Question: How do you verify \[\sin \left( {2\pi - \theta } \right) = - sin{\text{ }}\theta \] ?...

Question

How do you verify $\sin \left( {2\pi - \theta } \right) = - sin{\text{ }}\theta$ ?

Answer 1

Solution

In this question, we need to prove a trigonometric identity that is $\sin \left( {2\pi - \theta } \right) = - sin{\text{ }}\theta$ . We will do this by using the properties of trigonometric functions and its identity. First, we will use this $\sin \left( {x - y} \right) = \sin x\cos {\text{ }}y - \sin y\cos x$ identity and then, find the values and prove the required identity.

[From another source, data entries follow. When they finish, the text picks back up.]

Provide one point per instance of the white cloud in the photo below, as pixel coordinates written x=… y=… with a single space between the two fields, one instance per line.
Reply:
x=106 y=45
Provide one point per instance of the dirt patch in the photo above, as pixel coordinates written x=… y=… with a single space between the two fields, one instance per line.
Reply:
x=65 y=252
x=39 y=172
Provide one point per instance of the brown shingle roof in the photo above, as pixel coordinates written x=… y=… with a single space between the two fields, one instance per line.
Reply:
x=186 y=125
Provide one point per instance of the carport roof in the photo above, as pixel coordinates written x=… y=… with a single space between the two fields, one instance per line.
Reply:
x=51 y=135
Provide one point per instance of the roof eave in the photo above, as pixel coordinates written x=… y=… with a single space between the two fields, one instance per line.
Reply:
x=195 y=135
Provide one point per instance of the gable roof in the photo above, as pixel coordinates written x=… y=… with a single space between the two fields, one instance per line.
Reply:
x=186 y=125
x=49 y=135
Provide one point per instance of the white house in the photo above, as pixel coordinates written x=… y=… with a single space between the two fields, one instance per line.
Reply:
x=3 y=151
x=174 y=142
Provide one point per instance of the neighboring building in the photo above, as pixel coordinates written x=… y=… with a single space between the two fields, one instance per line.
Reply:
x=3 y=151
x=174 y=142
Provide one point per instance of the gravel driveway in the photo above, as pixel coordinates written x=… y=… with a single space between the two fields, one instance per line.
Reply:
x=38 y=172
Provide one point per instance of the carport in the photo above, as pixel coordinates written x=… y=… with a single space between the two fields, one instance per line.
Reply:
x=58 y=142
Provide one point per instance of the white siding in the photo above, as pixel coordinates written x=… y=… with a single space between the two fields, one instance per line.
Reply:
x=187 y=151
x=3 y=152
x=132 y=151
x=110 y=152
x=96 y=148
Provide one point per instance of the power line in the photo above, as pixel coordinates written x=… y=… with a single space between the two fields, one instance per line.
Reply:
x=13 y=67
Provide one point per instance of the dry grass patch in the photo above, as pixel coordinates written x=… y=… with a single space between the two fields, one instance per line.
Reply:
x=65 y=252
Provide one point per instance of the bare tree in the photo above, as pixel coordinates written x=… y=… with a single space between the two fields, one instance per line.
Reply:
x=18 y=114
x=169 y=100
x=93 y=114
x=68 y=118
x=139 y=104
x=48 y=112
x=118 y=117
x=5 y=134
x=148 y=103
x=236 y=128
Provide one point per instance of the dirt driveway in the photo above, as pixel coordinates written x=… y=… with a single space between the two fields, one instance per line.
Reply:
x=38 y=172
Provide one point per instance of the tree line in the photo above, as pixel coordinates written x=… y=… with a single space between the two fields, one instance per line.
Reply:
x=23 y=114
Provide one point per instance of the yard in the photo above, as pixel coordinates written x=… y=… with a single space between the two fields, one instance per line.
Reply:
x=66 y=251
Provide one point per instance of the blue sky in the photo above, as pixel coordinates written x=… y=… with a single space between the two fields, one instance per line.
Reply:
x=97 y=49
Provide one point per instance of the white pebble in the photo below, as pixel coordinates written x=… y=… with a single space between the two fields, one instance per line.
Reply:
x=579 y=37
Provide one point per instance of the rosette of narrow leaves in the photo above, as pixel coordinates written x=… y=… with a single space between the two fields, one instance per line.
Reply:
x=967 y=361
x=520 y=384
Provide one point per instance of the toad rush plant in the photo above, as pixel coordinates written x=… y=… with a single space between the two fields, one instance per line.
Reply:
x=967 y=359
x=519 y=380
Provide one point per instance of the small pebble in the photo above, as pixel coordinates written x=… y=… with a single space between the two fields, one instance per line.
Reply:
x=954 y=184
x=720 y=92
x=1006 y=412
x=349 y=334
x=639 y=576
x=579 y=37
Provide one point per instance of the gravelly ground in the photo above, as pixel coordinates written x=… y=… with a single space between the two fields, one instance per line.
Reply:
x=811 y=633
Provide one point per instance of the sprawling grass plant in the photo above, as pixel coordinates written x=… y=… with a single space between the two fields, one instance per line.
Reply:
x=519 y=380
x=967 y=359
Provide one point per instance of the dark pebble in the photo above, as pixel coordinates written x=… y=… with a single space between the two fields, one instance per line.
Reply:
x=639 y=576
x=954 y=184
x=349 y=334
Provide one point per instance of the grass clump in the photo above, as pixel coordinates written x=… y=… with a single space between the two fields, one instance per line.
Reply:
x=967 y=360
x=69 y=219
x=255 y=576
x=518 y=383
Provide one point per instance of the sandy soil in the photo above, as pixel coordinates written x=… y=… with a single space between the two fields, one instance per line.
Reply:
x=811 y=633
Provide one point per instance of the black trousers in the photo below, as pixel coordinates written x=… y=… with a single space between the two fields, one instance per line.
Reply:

Formula used: $\sin \left( {x - y} \right) = \sin x\cos {\text{ }}y - \sin y\cos x$
$\cos 360^\circ = 1$
$\sin 360^\circ = 0$

Complete step-by-step solution:
We need to prove a trigonometric identity that is $\sin \left( {2\pi - \theta } \right) = - sin{\text{ }}\theta$ .
First of all, these identities are always proved or derived from the basic trigonometric identity or formula. Trigonometric functions are functions of an angle. They are used to relate the angles of a triangle to the lengths of the sides of a triangle. Therefore all the trigonometric functions and the properties are interlinked with each other.
Now to prove this identity, we can write it like, $\sin (2\pi - \theta ) = \sin (360 - \theta )$
We know that $\sin \left( {x - y} \right) = \sin x\cos {\text{ }}y - \sin y\cos x$
Using this identity, in the previous one, that is $\sin (360 - \theta )$ ,
$\Rightarrow$ $\sin (360 - \theta ) = \sin 360\cos \theta - \sin \theta \cos 360$
Since we know that, $\sin 360^\circ = 0$ , and $\cos 360^\circ = 1$ , applying this in the above
$\Rightarrow$ $\sin (360 - \theta ) = \sin 360\cos \theta - \sin \theta \cos 360$
$\Rightarrow$ $\sin (360 - \theta ) = (0)\cos \theta - \sin \theta (1)$
And it becomes,
$\Rightarrow$ $\sin (360 - \theta ) = 0 - \sin \theta$
Ultimately, we get,
$\Rightarrow$ $\sin (360 - \theta ) = - \sin \theta$
Left hand side = right hand side
Hence the given identity is proved.

Note: Trigonometry is an important branch of Mathematics and the trigonometric functions and its identities are very important identities to learn as we can’t solve most of the trigonometric problems without using it.
Here are some of the important identities or formulas which will be frequently used and asked for.
$\sin \left( {x - y} \right) = \sin x\cos {\text{ }}y - \sin y\cos x$
$\sin \left( {x + y} \right) = \sin x\cos {\text{ }}y + \sin y\cos x$
${\text{cos }}\left( {x{\text{ }} - {\text{ }}y} \right){\text{ }} = {\text{ cos }}x\cos {\text{ }}y{\text{ + }}\sin y\sin x$
${\text{cos }}\left( {x{\text{ + }}y} \right){\text{ }} = {\text{ cos }}x\cos {\text{ }}y{\text{ - }}\sin y\sin x$
$\cos (\pi - \theta ) = - \cos \theta$
$\cos (\pi + \theta ) = - \cos \theta$
$\cos (2\pi - \theta ) = \cos \theta$
$\sin (\pi - \theta ) = \sin \theta$
$\sin (\pi + \theta ) = - \sin \theta$
$\sin (2\pi - \theta ) = - \sin \theta$
These identities alone aren’t enough for a better preparation. You need to study the proof and memorise the identities to solve all kinds of trigonometric functions.